Building My AI Resume Analyzer

Synopsis: Here I create a resume analyzer that compares candidate documents with job descriptions, highlighting missing keywords and evaluating semantic alignment. It transforms resumes into structured insights, helping applicants identify gaps, strengthen applications, and better match opportunities through clear, data-driven feedback.

I recently built Rahul’s AI Resume Analyzer, a tool that compares a resume against a job description and highlights missing keywords while measuring semantic fit. Let me walk you through the code that powers it.

Building My AI Resume Analyzer
Building My AI Resume Analyzer

First, I listed dependencies in requirements.txt: Gradio for UI, sentence-transformers for embeddings, scikit-learn for TF-IDF and cosine similarity, PyPDF for PDF parsing, and pandas/numpy/torch for data handling.

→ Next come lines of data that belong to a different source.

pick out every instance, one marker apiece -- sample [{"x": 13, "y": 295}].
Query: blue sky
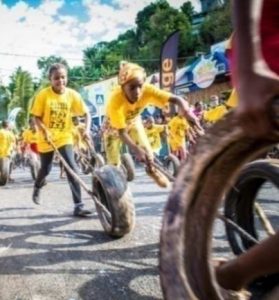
[{"x": 36, "y": 28}]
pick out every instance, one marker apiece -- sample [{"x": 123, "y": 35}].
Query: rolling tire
[
  {"x": 172, "y": 163},
  {"x": 128, "y": 166},
  {"x": 4, "y": 170},
  {"x": 240, "y": 200},
  {"x": 111, "y": 189},
  {"x": 186, "y": 271}
]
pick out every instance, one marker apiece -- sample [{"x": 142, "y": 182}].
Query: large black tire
[
  {"x": 128, "y": 166},
  {"x": 95, "y": 160},
  {"x": 111, "y": 189},
  {"x": 100, "y": 161},
  {"x": 172, "y": 163},
  {"x": 4, "y": 170},
  {"x": 240, "y": 200},
  {"x": 202, "y": 182}
]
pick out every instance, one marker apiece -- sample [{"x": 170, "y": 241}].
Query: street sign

In app.py, I began with imports: core libraries like os, re, io, json, and string for utilities; numpy and pandas for data manipulation; and Gradio for the interface. From ML packages, I used TfidfVectorizer for keyword ranking, cosine_similarity for text similarity, and SentenceTransformer for embeddings.

I defined configuration constants like the embedding model (all-MiniLM-L6-v2), number of keywords, and similarity thresholds. Then I wrote text utilities (clean_text, normalize_tokens, split_sentences) to preprocess both resumes and job descriptions. Functions like read_pdf and read_text extract raw text.

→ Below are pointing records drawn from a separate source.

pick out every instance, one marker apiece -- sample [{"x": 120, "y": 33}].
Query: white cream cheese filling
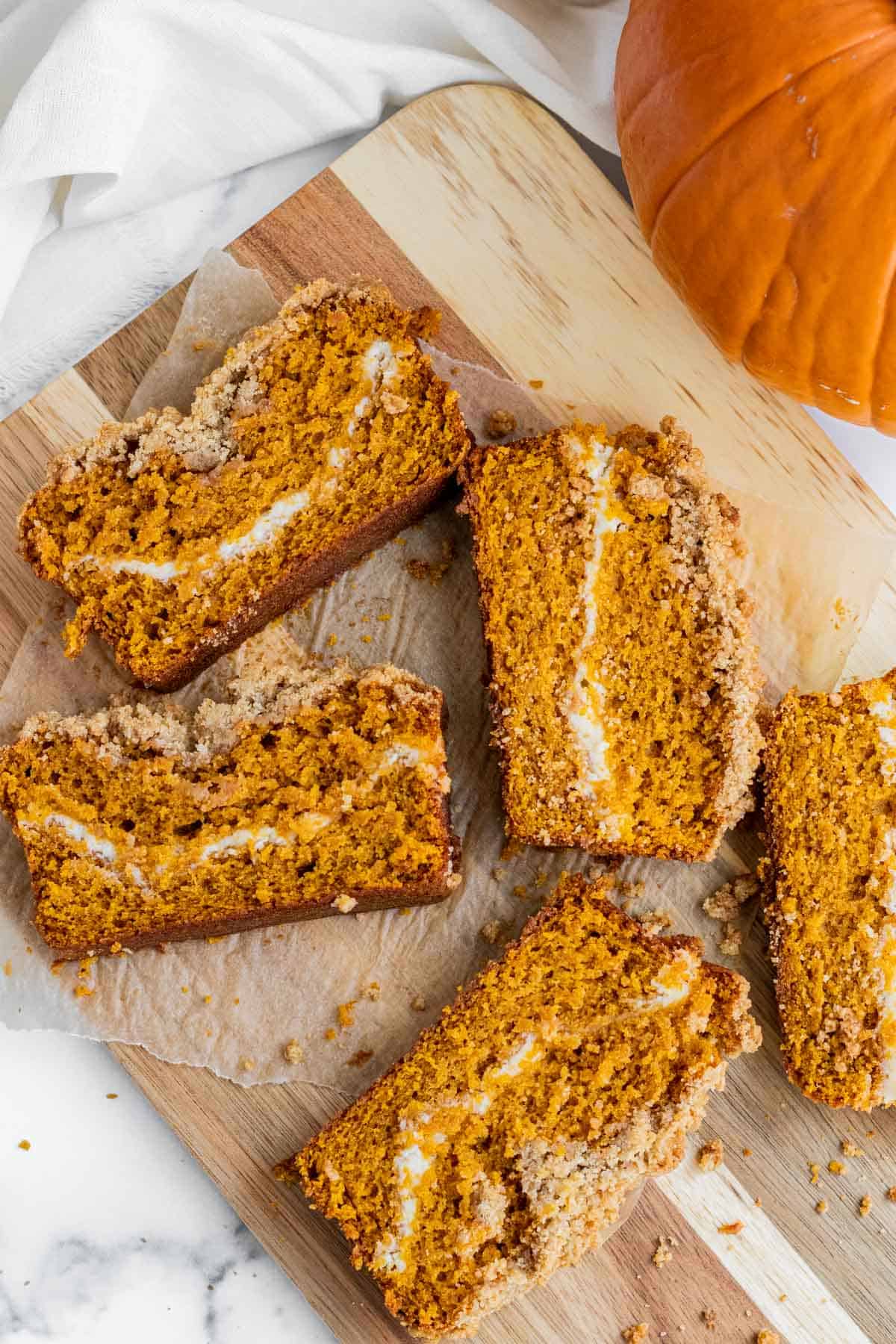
[
  {"x": 413, "y": 1162},
  {"x": 381, "y": 366},
  {"x": 304, "y": 827},
  {"x": 78, "y": 833}
]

The core logic lives in analyze(). It embeds the resume and job description, ranks job-specific terms with TF-IDF, checks which ones are “covered” or “missing,” and suggests bullet points to strengthen the resume.

Finally, I wired it all into a Gradio Blocks UI, so users can upload resumes, paste JDs, and instantly see missing skills, strong matches, and suggestions.